Perhaps most notably, the council voted to give half the business licenses to applicants who live within parts of Oakland that have a reputation for having higher marijuana-related arrest rates.

Oakland Magazine and the East Bay Times were the first to report the news.

As far as councilwoman Desley Brooks knows, Oakland is the first city in the United States to present an “Equity Amendment ordinance in respect to marijuana.”

“When you look at cannabis industry across nation,” Brooks told NBC Bay Area on Wednesday, “it’s dominated by people who are white and they make money. And the people who go to jail are black and brown. I wanted some parity. There needs to be equity in this industry.”

Brooks authored the amendment.

Adam Steinberg, the business manager at Flow Kana a marijuana collective that stands to financially benefit from the new rules, was at the meeting.
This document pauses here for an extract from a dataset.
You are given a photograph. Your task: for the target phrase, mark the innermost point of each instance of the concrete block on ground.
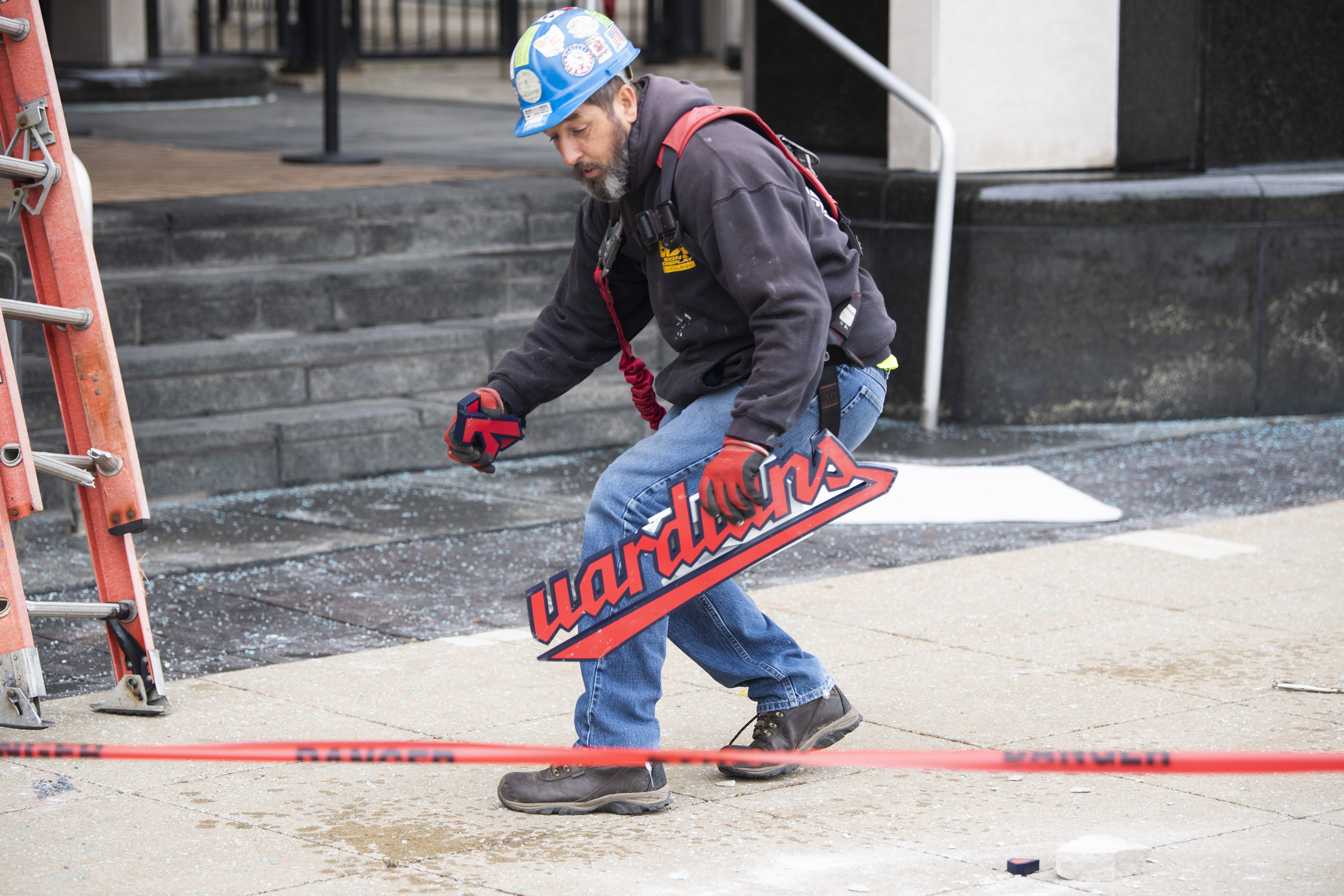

He told NBC Bay Area he thinks it's a good idea to give back to "a community that's been negatively impacted by the 'War on Drugs' and our nation's failed drug policies."
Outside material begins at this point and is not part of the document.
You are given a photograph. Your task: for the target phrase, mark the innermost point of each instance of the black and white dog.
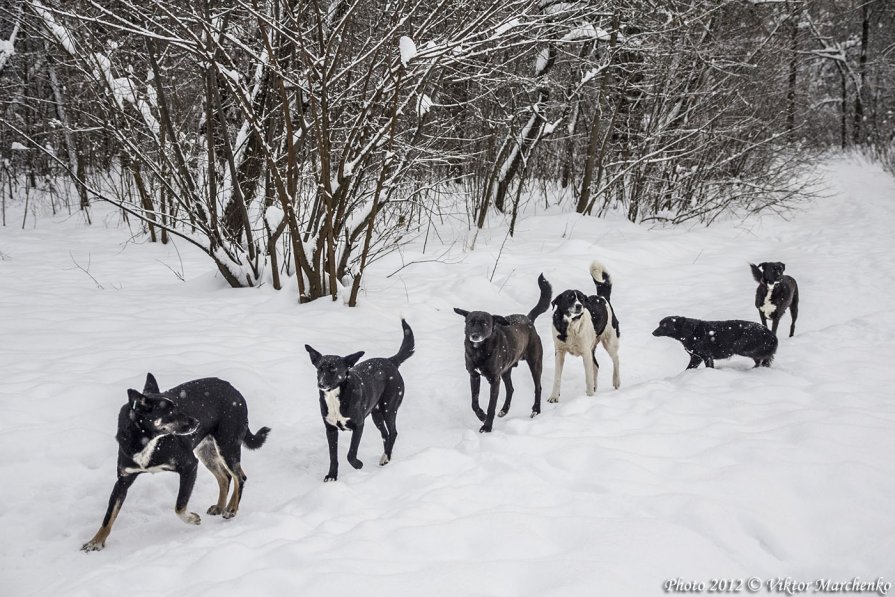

In addition, the council voted to add eight medical marijuana dispensary permits each year, and an unlimited number of marijuana-related type businesses to operate within city limits, giving a nod to the fact that delivering pot to medical card holders on bikes and Uber has been taking off recently.
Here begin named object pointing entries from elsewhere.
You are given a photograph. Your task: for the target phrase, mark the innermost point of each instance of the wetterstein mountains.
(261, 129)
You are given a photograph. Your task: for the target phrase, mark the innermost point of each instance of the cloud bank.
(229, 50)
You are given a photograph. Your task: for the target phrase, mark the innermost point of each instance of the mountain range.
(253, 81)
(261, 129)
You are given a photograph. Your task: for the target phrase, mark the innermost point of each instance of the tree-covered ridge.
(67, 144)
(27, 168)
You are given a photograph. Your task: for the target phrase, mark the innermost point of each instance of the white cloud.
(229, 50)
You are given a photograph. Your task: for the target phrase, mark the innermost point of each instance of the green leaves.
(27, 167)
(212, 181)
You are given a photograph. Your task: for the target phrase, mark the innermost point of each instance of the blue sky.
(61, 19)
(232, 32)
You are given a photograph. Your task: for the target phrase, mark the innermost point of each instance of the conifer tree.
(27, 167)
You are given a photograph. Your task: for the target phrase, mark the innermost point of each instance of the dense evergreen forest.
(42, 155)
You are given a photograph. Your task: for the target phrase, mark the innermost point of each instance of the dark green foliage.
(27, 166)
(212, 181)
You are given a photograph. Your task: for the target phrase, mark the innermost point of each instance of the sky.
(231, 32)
All this is great news for Steinberg's company. "Oakland now has a huge opportunity to take the lead," he said, "to be the cannabis capital of California."

Even though he is white, Steinberg said he thinks the move by the council is the right one in terms of racial justice.

The decision, no matter how controversial, also means more medical marijuana money for Oakland.

Last year, the eight dispensaries already operating in the city generated roughly $4 million in taxes, Greg Minor, an assistant to the city administrator, told the council. Just imagine, he said, how much more money the city would glean with nearly 100 more pot-related businesses.

At the meeting, nearly all of the people who addressed the council were pro-cannabis, the East Bay Times and Oakland Magazine reported. But, many also were critical of a late-agenda add that requires half of the business licenses be issued to applicants living within certain swaths of the city identified as having higher marijuana-related arrest rates. Under the amendment, applicants who live in those neighborhoods would be required to maintain at least a 51 percent ownership in the business. A second amendment also includes people who had previously been arrested in Oakland and incarcerated for marijuana-related offenses.

Brooks downplayed any worries that giving business licenses to those who have been arrested for pot would yield any harm.

“Sixty seven percent of people in Oakland voted for marijuana to be a low-level priority,” Brooks said, meaning that most people in the city don’t consider being arrested for having pot a big deal. Coincidentally, the federal government decided not to prosecute Harborside Health Center in Oakland on Wednesday, after a four-year effort to seize the dispensary.

She also cited the most recent news, where a coalition that includes former Facebook President Sean Parker and backed by Lt. Gov. Gavin Newsom and the nation's leading marijuana advocacy groups says it has collected 600,000 signatures, a lot more than the 365,000 needed, well ahead of the July 5 deadline. Legalizing marijuana is most likely going to be put to California voters in November.